I decided to go for a stroll around Battersea Park to see if I could get a more substantial haul, so as to do a little experimentation in the kitchen. As I passed the big stone gates, clutching a plastic bag, I began mulling over possible plans for the bittercress, perhaps I could try pickling some or make a pesto. First stop was the park’s herb garden, I was hoping that due to the adverse weather conditions of late, weeding and other garden maintenance may have fallen by the wayside. It appeared the park keepers had been more anal than ever and recently scoured the beds of anything that was not a vegetable and carted it off to the compost heap.
Battersea Park is a little disappointing in terms of gathering at any other time than spring when the elderflower starts to flourish. According to the park’s head keeper, the park is unable to support fungi because of the type of soil that was brought in from further down the Thames.

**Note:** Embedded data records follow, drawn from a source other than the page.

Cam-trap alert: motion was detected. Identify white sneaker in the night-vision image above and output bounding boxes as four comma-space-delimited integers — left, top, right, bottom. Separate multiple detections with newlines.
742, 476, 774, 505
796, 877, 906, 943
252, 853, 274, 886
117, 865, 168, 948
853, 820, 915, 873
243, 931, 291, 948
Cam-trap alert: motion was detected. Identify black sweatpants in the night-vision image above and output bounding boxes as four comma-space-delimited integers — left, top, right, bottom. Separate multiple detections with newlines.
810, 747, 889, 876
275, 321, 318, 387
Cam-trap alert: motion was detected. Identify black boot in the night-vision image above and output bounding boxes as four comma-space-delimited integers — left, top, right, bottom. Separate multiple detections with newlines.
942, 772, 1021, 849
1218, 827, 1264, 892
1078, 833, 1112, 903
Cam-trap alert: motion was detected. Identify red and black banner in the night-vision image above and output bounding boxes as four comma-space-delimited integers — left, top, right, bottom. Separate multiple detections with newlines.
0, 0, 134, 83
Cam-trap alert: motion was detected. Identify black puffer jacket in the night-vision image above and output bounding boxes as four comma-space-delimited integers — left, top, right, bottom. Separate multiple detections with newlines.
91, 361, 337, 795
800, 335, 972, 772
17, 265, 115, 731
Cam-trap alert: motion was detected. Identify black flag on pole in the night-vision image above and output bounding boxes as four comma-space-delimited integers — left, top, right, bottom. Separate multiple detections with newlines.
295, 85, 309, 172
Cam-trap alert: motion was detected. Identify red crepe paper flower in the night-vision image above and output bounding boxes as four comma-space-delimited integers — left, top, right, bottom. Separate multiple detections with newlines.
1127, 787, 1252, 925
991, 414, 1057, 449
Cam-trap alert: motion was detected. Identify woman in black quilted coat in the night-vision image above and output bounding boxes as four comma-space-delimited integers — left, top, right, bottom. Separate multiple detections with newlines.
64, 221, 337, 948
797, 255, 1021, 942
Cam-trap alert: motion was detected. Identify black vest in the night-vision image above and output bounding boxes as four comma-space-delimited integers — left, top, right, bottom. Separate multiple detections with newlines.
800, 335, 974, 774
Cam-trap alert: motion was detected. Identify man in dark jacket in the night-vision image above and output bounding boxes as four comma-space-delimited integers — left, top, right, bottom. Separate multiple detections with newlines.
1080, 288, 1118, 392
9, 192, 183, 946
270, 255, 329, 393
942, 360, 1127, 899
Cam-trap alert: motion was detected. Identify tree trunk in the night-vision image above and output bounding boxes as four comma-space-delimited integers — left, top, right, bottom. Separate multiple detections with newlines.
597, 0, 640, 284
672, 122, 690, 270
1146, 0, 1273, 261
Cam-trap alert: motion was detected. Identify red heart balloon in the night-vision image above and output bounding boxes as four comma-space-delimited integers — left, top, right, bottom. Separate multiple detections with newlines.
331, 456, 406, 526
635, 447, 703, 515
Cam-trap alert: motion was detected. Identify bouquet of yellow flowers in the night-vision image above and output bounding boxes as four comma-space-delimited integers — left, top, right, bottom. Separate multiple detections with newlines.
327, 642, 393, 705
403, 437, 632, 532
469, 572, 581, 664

Despite this, I have found the odd field mushroom and a few others, but they seem to be confined to one area.
There is one resource that is in great abundance and can always be seen scurrying through the undergrowth. One day the plan to eat a Battersea Park squirrel will come to fruition, I am not ready to abandon that dream just yet. As much as the park keepers admit that they would love to whittle down the squirrel population for the sake of the trees, culling the adorable, fluffy rodent-like lumberjacks remains a sensitive PR issue. The problem I have is how to get one off a fence post and onto my plate…perhaps I could try squirrel fishing (don’t worry it doesn’t involve hooks!)
With the sky getting darker by the minute and the prospect of having to go to the wilderness area on the other side of the park, my bittercress plans for the day were abandoned with the first few icy drops of rain. The brisk walk home yielded enough to use as a garnish for my impending brunch and I was even lucky enough to catch a few ‘what-the-hell-is-he-doing’ stares from fellow Batterseans as I photographed bunches of bittercress poking through the pavement, there really is nothing quite like the look of a bewildered Londoner, I have tried many a time to replicate it in the mirror, but I just can’t do it yet (maybe a few more years here and I’ll have it).
Back home with my minimal hoard, I whipped up a quick hollandaise, poached some eggs, toasted some muffins and sprinkled on the washed bittercress (pavements and walls around here are notorious for attracting the cocked leg of most dogs). Brunch and Egg’s Benedict are the perfect pairing and it could have been made no better than by adding a sprinkling of hairy bittercress: quite often the most simple of garnishes makes the dish.
Oh and I thought I had to shove in a picture of Sunday’s roast…in a giant Yorkshire pudding. Made in a cake tin, make up a batter mix for 12 normal ones and when ready stick in the beef, veg and tatties and drown in gravy. Awesome!